A further 20-day time limit applies once an offer is made under the scheme. A woman must sign a waiver to accept the offer, in which she agrees to discontinue any legal actions against the State and agrees not to pursue any such claims in the future.
The waiver requires the woman to give up constitutional and Convention rights, and accept the State’s redress payment as full settlement of any claims she might have against non-State actors. Even assuming this waiver is acceptable, it is crucial the woman waives voluntarily and with full understanding of the consequences. The pressurised time limit at play here should be a source of some concern.
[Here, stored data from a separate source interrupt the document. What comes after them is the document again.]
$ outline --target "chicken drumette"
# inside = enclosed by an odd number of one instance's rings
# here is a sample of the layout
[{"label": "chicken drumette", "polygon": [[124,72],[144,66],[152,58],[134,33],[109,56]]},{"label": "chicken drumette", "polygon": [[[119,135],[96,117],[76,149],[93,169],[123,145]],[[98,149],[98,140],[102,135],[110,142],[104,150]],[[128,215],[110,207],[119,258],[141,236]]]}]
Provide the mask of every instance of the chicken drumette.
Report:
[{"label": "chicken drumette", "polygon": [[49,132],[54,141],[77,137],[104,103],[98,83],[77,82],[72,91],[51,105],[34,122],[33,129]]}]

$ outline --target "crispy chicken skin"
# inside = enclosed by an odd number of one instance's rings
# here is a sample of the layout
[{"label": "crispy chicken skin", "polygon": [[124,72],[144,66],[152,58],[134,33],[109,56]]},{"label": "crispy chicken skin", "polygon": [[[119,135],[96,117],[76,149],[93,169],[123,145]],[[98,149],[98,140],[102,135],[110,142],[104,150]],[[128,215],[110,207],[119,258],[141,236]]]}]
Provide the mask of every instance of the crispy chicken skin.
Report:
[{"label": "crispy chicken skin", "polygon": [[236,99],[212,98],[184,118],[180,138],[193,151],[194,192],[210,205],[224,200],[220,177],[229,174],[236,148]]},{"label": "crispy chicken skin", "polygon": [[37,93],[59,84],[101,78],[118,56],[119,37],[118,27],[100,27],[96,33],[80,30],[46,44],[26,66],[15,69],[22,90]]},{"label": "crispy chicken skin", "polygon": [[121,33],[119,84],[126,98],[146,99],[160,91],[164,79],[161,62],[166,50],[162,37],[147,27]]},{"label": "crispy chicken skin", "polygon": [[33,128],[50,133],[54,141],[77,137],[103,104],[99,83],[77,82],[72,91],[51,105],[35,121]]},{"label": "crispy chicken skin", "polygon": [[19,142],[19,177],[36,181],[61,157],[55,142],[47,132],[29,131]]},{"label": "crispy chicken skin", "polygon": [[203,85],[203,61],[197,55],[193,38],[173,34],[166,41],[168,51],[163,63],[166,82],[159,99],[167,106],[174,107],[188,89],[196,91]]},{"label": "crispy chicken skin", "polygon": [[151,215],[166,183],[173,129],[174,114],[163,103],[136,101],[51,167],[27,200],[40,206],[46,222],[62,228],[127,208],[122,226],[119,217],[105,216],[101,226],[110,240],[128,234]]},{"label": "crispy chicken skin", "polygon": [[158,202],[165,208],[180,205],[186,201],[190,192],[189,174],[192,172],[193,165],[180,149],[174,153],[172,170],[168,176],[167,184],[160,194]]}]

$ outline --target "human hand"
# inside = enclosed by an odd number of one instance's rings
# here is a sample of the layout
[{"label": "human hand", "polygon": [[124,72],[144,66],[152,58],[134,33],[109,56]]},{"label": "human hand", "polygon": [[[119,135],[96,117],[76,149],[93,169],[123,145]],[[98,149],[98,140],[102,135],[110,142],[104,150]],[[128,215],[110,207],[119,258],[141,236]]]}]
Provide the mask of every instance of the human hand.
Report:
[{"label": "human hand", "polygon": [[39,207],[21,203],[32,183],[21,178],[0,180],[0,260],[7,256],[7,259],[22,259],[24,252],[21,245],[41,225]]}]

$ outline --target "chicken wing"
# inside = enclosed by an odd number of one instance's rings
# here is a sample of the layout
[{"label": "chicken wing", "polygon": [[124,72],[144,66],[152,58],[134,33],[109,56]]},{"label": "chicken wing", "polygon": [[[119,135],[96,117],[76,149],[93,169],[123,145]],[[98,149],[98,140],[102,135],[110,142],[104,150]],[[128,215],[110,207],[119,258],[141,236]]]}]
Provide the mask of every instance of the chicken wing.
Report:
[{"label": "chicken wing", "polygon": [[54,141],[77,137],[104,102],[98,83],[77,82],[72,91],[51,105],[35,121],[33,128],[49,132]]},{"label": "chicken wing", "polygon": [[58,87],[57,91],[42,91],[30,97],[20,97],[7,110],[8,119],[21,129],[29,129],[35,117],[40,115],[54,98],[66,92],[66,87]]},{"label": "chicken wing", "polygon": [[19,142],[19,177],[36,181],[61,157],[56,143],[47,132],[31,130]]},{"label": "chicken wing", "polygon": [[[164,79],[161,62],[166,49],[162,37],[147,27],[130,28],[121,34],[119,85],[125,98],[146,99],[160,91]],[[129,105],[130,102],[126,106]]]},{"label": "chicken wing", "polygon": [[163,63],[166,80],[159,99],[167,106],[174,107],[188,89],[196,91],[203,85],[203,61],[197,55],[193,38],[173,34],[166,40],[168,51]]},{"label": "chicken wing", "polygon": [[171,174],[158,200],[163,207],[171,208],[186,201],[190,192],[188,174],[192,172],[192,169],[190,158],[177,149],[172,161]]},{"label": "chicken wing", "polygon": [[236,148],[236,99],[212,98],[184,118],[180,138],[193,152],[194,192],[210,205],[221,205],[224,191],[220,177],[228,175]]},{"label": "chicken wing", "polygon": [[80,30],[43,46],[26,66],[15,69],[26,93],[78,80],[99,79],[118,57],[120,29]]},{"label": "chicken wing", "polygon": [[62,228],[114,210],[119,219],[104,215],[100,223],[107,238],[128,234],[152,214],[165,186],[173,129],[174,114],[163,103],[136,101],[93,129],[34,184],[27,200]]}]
Moreover, if a woman had been allowed a proper period of time in which to apply to the scheme, she might at least be able to judge the progress of her civil claim and to weigh the associated risks and benefits against the possibilities of a redress payment.
As things stand, the scheme is designed to deny her the opportunity for reasoned comparison. The requirement of acceptance within 20 days, similarly, is designed to kill litigation off at the earliest possible opportunity.
This is not a decent redress scheme. It is an exercise in bullying and opportunism. It is a source of distress to a group of wounded, brave and persistent women who deserve much better.